Il a fallu moins de deux semaines après le premier tour pour que la coalition Apruebo Dignidad commence à passer des promesses d’initier des changements «transformateurs» à un discours de maintien de l’ordre. Dans une tentative de courtiser le centre-droit, Boric a repris tous les points de discussion de Kast, entre autre la fermeté à l’égard de la délinquance et la garantie d’«un engagement inébranlable pour faire face au trafic de drogue, à la criminalité et récupérer les espaces publics avec sécurité…».

Le World Socialist Web Site avertit qu'un gouvernement dirigé par la pseudo-gauche et les staliniens s'efforcera d'immobiliser les luttes de la classe ouvrière. Si l'on se fonde sur l'histoire de ces tendances au Chili et à l’international, ils étrangleront tout mouvement contre le capitalisme et, à un moment donné, déclencheront la répression d'État. Cette trahison des attentes et des aspirations ne servira qu'à démoraliser les masses et à enhardir davantage les forces fascistes et réactionnaires.
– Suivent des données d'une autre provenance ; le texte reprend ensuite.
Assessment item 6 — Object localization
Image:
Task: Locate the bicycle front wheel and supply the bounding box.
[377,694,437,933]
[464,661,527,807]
La classe ouvrière ne peut se défendre que par la construction d’un parti entièrement indépendant de la classe capitaliste, basé sur un programme révolutionnaire internationaliste, orienté vers l’établissement du pouvoir ouvrier, l’abolition du capitalisme et l’établissement d’une société socialiste mondiale.

Le Comité international de la Quatrième Internationale (CIQI) est la seule organisation politique qui cherche à organiser et à unifier la classe ouvrière au niveau international dans la lutte contre l’exploitation capitaliste, la pauvreté et la guerre. Ses décennies de lutte pour la défense des principes marxistes et trotskystes incarnent une expérience politique colossale et les fondements d’une perspective minutieusement élaborée pour armer la classe ouvrière en vue de l’époque révolutionnaire actuelle.

La question stratégique décisive aujourd’hui est la construction du CIQI. Nous appelons les travailleurs, les intellectuels et les jeunes politiquement conscients, au Chili et dans le monde, à étudier la perspective du CIQI, le Parti mondial de la Révolution socialiste, et à commencer le processus de construction d’une section.